From patients with intermediate risk non-muscle invasive bladder cancer tumor (NMIBC) specimens will be harvested during transurethral resection. Fresh specimens will be cultured as patient derived organoids (PDO). After approx. 10 days, PDO are exposed to different drugs that are used as intravesical instillation agents in these patients (epirubicin, mitomycin, gemcitabine, docetaxel). After 2 days of exposure, PDO viability will be measured. The drug with the highest antitumor effect on PDO will be applied as weekly intravesical instillations 6 times. Thereafter, patients are followed according to the standard of care.

Conditions

Bladder Cancer; Non-muscle Invasive

Outcome Measures

Primary Outcomes (1)

• Proportion of patients with successful drug selection

  Proportion of patients for which a specific selection of chemotherapeutic agent for intravesical instillation can be determined by using drug screens in PDOs.

  24 months

Secondary Outcomes (7)

• Proportion of patients for whom patient-derived organoids (PDOs) can be successfully generated (regardless of subsequent drug screen)

  24 months

• Rate of recurrence in the study population

  24 months

• Recurrence free survival 24 months after TURBT

  24 months

• Progression free survival 24 months after TURBT

  24 months

• General quality of Life

  24 months

Study Arms (4)

Epirubicin

EXPERIMENTAL

Patients in that PDOs show highest response to this drug in-vitro will be treated with Epirubicin. If no significant drug selection can be performed in-vitro, Epirubicin will be the default for instillation.

Drug: Epirubicin

Mitomycin

EXPERIMENTAL

Patients in that PDOs show highest response to this drug in-vitro will be treated with Mitomycin.

Drug: Mitomycin

Gemcitabine

EXPERIMENTAL

Patients in that PDOs show highest response to this drug in-vitro will be treated with Gemcitabine.

Drug: Gemcitabine

Docetaxel

EXPERIMENTAL

Patients in that PDOs show highest response to this drug in-vitro will be treated with Docetaxel.

Drug: Docetaxel

Interventions

Epirubicin DRUG

In PDOs from patients that show highest response to Epirubicin, this drug will be instilled intravesically once weekly for 6 times. Epirubicin is also the default drug, in case of failure of drug prediction in the in-vitro drug screen in PDO. Epirubicin will be used as a concentrate for injection/instillation 2 mg/ml in total 50mg per vial. Prior to use, the concentrate for injection is diluted with 25ml of 0.9% saline solution to obtain the final Solution with 1mg/ml of Epirubicin.

Epirubicin

Mitomycin DRUG

In PDOs from patients that show highest response to Mitomycin, this drug will be instilled intravesically once weekly for 6 times.

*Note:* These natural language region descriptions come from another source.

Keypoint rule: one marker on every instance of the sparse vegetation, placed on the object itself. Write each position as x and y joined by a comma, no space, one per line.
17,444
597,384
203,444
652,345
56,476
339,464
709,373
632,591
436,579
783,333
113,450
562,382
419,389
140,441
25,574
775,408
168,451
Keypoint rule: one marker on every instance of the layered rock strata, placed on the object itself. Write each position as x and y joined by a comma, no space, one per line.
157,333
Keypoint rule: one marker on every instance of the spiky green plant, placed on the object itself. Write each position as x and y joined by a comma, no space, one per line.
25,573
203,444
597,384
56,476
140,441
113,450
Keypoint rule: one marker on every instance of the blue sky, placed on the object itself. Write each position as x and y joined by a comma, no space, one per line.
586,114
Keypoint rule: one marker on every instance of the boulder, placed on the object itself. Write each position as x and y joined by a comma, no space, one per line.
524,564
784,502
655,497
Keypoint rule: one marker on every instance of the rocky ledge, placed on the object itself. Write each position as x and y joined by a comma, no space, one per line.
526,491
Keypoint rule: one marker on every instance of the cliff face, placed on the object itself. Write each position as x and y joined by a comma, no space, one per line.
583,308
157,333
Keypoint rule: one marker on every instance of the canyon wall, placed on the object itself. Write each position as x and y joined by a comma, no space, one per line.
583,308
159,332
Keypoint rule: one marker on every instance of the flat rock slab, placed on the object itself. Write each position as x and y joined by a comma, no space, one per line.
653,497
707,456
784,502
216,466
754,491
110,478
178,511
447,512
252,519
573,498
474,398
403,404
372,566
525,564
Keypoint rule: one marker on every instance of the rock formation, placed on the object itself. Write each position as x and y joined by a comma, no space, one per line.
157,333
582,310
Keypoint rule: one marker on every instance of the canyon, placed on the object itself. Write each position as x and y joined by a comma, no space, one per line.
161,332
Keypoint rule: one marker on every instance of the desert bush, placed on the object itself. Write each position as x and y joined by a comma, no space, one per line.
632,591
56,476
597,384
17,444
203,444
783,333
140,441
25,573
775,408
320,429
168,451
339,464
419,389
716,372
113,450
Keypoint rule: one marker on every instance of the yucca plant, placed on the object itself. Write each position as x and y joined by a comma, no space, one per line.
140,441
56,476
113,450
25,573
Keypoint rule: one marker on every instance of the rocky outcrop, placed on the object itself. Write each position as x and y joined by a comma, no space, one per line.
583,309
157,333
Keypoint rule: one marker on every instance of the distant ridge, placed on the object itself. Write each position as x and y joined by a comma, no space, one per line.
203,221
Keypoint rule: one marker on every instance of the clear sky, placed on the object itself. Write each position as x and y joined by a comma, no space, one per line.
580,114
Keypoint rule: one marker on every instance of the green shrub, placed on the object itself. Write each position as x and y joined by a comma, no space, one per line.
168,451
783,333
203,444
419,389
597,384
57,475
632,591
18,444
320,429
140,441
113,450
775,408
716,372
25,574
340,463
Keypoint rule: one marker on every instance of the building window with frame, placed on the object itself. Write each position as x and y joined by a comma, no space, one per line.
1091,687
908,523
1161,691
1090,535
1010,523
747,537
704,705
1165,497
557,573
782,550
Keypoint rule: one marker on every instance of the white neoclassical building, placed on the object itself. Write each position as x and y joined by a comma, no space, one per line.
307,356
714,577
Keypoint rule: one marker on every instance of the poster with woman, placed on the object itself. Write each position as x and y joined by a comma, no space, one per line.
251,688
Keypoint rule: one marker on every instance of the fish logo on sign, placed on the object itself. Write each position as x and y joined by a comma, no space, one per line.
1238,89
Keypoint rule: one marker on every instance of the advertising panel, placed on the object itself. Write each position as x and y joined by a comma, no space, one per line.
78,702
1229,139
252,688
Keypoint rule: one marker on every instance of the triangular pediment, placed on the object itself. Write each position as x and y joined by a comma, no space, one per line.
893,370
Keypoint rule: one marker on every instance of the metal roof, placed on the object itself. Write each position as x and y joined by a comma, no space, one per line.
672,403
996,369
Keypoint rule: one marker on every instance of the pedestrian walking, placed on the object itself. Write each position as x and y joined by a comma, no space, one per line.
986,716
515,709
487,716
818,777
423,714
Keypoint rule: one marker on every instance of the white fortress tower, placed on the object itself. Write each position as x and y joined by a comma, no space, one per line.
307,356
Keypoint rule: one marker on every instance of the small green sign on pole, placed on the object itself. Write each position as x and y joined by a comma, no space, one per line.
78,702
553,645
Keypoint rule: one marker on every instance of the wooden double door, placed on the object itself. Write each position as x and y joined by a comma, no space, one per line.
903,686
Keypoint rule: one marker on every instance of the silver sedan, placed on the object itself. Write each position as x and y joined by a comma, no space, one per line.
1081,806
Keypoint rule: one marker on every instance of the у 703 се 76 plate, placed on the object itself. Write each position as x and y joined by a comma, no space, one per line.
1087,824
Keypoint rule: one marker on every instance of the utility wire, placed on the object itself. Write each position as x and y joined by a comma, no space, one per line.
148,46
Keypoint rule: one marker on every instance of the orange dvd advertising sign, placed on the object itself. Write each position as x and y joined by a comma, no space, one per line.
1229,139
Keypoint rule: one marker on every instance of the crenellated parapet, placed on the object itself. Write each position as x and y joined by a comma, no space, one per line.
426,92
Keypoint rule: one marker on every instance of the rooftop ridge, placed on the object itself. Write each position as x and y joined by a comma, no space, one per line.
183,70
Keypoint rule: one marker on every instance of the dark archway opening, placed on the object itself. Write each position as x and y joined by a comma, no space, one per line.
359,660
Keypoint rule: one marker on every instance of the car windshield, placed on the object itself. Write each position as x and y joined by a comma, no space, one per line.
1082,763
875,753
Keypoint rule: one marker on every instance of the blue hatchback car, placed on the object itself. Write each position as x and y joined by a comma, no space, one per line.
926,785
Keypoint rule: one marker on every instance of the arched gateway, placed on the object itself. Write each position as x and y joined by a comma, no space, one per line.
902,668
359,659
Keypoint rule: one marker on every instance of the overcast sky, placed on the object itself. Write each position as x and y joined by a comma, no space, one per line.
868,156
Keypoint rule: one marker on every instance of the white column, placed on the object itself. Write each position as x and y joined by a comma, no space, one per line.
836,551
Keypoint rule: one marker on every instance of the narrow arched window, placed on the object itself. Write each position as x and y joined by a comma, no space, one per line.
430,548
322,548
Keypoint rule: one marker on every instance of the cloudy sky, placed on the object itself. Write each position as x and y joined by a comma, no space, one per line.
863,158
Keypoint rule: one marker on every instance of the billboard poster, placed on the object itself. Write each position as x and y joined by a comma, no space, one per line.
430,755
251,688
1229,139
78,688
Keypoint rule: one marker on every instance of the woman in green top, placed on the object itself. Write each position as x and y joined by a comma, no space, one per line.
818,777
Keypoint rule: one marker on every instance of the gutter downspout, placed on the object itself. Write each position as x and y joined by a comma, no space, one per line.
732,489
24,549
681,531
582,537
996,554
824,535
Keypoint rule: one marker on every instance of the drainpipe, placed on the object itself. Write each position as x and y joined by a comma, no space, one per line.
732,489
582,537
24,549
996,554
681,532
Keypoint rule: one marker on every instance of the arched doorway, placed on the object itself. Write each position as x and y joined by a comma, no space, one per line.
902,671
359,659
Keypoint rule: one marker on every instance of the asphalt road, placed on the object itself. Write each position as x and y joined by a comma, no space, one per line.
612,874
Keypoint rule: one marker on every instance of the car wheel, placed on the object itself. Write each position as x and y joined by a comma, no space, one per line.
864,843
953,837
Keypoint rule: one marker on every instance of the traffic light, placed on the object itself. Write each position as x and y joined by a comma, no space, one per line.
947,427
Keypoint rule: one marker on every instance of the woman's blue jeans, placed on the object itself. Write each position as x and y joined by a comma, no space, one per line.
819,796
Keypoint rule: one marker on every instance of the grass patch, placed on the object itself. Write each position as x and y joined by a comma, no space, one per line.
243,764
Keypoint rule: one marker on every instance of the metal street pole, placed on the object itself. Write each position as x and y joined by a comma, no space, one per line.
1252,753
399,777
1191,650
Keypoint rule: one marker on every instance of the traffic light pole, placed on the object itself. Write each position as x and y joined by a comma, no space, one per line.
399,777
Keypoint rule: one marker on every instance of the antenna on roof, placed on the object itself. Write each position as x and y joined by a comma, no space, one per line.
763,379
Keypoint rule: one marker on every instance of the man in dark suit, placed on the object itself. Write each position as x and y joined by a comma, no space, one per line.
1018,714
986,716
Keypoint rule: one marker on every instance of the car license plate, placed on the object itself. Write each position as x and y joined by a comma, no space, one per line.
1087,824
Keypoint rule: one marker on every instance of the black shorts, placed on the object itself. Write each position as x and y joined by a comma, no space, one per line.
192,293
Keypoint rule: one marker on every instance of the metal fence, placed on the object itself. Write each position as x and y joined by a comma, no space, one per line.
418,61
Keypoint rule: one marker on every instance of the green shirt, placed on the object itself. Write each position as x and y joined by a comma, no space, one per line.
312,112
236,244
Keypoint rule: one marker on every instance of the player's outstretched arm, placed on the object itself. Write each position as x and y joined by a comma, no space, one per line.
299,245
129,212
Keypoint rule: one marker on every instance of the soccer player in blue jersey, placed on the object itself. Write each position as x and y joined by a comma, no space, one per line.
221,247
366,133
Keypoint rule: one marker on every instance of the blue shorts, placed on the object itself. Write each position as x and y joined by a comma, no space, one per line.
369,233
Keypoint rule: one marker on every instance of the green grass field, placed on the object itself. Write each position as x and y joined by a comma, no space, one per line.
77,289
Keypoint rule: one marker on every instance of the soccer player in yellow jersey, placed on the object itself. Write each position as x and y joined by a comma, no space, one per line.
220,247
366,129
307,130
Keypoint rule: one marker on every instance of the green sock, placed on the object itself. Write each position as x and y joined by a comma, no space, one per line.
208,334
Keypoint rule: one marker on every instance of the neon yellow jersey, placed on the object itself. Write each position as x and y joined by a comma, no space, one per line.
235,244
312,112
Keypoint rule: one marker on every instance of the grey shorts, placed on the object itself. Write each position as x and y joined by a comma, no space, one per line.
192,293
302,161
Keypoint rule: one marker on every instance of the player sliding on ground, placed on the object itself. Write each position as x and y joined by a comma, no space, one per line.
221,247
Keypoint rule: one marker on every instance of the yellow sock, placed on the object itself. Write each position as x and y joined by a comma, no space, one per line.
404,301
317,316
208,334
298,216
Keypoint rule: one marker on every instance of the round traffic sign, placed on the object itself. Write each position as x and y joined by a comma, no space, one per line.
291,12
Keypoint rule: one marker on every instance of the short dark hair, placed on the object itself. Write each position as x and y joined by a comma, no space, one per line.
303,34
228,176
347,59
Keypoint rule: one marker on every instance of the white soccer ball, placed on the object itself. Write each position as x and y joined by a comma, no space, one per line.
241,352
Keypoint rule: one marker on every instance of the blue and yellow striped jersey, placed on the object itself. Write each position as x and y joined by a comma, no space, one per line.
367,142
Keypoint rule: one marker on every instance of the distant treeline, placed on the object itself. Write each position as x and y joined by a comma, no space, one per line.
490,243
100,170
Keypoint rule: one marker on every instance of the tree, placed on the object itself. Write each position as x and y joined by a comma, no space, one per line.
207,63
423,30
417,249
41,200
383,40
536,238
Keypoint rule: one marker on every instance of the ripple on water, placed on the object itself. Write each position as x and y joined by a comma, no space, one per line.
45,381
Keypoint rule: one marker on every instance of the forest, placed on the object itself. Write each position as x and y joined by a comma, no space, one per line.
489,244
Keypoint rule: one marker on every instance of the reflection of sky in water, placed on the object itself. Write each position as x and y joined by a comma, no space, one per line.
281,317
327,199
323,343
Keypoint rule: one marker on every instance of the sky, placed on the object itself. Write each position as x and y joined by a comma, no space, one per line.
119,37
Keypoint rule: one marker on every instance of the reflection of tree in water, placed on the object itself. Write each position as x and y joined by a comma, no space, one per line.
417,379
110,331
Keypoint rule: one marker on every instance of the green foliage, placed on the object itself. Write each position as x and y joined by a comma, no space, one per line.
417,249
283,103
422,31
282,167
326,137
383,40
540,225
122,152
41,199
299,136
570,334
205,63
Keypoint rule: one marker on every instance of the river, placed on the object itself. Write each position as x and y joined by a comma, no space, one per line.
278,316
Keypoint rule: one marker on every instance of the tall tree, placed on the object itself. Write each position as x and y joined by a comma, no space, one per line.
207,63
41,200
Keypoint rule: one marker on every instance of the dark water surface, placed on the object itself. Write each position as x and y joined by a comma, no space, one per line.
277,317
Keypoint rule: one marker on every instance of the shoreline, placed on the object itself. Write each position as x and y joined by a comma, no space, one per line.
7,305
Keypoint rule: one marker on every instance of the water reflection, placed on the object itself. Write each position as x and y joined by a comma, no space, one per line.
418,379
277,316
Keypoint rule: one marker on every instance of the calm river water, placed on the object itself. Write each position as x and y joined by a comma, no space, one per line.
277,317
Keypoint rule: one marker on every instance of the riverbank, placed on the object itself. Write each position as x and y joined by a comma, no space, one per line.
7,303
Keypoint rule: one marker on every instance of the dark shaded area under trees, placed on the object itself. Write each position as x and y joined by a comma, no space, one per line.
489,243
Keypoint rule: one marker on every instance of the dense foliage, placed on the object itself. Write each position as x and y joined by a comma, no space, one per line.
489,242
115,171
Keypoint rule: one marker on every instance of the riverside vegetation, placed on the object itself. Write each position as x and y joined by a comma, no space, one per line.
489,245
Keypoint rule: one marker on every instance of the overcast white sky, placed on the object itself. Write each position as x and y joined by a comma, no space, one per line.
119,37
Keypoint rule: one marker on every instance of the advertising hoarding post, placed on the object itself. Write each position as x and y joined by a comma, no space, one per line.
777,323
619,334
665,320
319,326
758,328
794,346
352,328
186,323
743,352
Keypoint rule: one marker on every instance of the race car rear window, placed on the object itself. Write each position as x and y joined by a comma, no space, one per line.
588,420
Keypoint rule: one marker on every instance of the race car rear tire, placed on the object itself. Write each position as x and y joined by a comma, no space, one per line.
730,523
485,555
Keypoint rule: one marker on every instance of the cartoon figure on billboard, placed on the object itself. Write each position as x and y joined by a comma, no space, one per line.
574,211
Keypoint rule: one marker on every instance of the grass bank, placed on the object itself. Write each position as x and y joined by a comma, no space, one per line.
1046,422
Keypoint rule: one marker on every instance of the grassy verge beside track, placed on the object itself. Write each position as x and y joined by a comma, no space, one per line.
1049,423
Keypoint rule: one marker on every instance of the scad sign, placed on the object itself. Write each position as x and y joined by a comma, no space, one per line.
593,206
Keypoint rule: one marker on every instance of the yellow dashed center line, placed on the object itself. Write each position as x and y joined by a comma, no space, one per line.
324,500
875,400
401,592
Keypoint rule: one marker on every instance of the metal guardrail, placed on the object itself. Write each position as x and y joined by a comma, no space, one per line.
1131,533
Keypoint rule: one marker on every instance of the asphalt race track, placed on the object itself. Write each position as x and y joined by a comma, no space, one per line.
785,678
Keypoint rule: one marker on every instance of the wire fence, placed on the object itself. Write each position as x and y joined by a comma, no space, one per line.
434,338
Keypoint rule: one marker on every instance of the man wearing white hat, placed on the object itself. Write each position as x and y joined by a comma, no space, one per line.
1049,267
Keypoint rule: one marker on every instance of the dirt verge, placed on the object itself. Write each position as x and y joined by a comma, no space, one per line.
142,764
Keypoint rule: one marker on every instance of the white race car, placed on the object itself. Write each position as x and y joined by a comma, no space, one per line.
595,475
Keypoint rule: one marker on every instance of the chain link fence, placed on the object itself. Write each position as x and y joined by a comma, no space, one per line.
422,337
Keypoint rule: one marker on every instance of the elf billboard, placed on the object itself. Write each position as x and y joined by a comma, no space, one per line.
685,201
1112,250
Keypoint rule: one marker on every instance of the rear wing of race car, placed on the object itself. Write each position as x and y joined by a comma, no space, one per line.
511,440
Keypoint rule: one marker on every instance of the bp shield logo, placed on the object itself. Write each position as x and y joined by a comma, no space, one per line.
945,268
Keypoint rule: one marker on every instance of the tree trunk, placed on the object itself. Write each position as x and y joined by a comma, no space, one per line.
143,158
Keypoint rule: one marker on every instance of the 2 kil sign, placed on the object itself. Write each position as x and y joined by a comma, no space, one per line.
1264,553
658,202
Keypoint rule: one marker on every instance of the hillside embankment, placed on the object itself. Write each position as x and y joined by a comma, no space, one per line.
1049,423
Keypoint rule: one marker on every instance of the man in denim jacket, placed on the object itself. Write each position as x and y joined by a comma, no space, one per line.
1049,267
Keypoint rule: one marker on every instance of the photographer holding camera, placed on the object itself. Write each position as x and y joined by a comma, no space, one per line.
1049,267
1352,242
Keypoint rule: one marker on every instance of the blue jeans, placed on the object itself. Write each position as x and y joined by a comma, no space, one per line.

Mitomycin C will be used as 20mg dry powder. Prior to use, the powder will be dissolved in 50ml of 0.9% saline solution according to the manufacturer instructions

Mitomycin

Gemcitabine DRUG

In PDOs from patients that show highest response to Gemcitabine, this drug will be instilled intravesically once weekly for 6 times. Gemcitabine will be used as 2000 mg/50ml. For intravesical application, 1000mg of gemcitabine (corresponding to 25ml) will be diluted in 25ml 0.9% saline solution, to obtain the gemcitabine concentration of 1000mg/50ml used for instillation.

Gemcitabine

Docetaxel DRUG

In PDOs from patients that show highest response to Docetaxel, this drug will be instilled intravesically once weekly for 6 times. Docetaxel will be used as 140mg/7ml solution. For intravesical application, 48.825ml of saline will be added to 1.875ml Docetaxel solution (according 37.5mg of Docetaxel). The concentration of this solution is 0.74mg/ml by a total volume of the instillation solution of 50,7.

Docetaxel

Eligibility Criteria

• Age: 18 Years+
• Sex: all
• Healthy Volunteers: No
• Age Groups: Adult (18-64), Older Adult (65+)

You may qualify if:

• Age ≥ 18 years
• Signed Informed Consent Form
• ECOG performance status of 0 or 1
• Histologically confirmed intermediate risk non muscle-invasive urothelial carcinoma of the bladder (pTa low grade) Patients
• Representative fresh tumor specimen for PDO generation and drug screen

You may not qualify if:

• Known previous high grade and/or high risk non muscle-invasive bladder cancer
• Previous Intravesical biological/immuno (BCG) therapy
• Pregnancy or nursing
• Evidence of significant uncontrolled concomitant disease that could affect compliance with the protocol
• Severe infection within 4 weeks prior to cycle 1, day 1
• Contraindication for frequent catheterization
• Voiding dysfunction
• Pregnancy or nursing
• Female subject of childbearing potential who is unwilling to use acceptable method(s) of effective contraception during study treatment and through 6 months after the last treatment.
• Male subject who is unwilling to use acceptable method of effective contraception during IP treatment and through 6 months after the last dose of IP.

Sponsors & Collaborators

• Roland Seiler-Blarer: lead
• University of Bern: collaborator
• Hospital Centre Biel/Bienne: collaborator

Study Sites (1)

Spitalzentrum Biel/Bienne

Biel, 2501, Switzerland

RECRUITING

Related Publications (1)

• Seiler R, Egger M, De Menna M, Wehrli S, Minoli M, Radic M, Lyatoshinsky P, Hosli R, Blarer J, Abt D, Kruithof-de Julio M. Guidance of adjuvant instillation in intermediate-risk non-muscle invasive bladder cancer by drug screens in patient derived organoids: a single center, open-label, phase II trial. BMC Urol. 2023 May 11;23(1):89. doi: 10.1186/s12894-023-01262-1.

  PMID: 37170307 DERIVED

MeSH Terms

Conditions

Urinary Bladder Neoplasms

Interventions

Epirubicin; Mitomycin; Gemcitabine; Docetaxel

Condition Hierarchy (Ancestors)

Urologic Neoplasms; Urogenital Neoplasms; Neoplasms by Site; Neoplasms; Female Urogenital Diseases; Female Urogenital Diseases and Pregnancy Complications; Urogenital Diseases; Urinary Bladder Diseases; Urologic Diseases; Male Urogenital Diseases

Intervention Hierarchy (Ancestors)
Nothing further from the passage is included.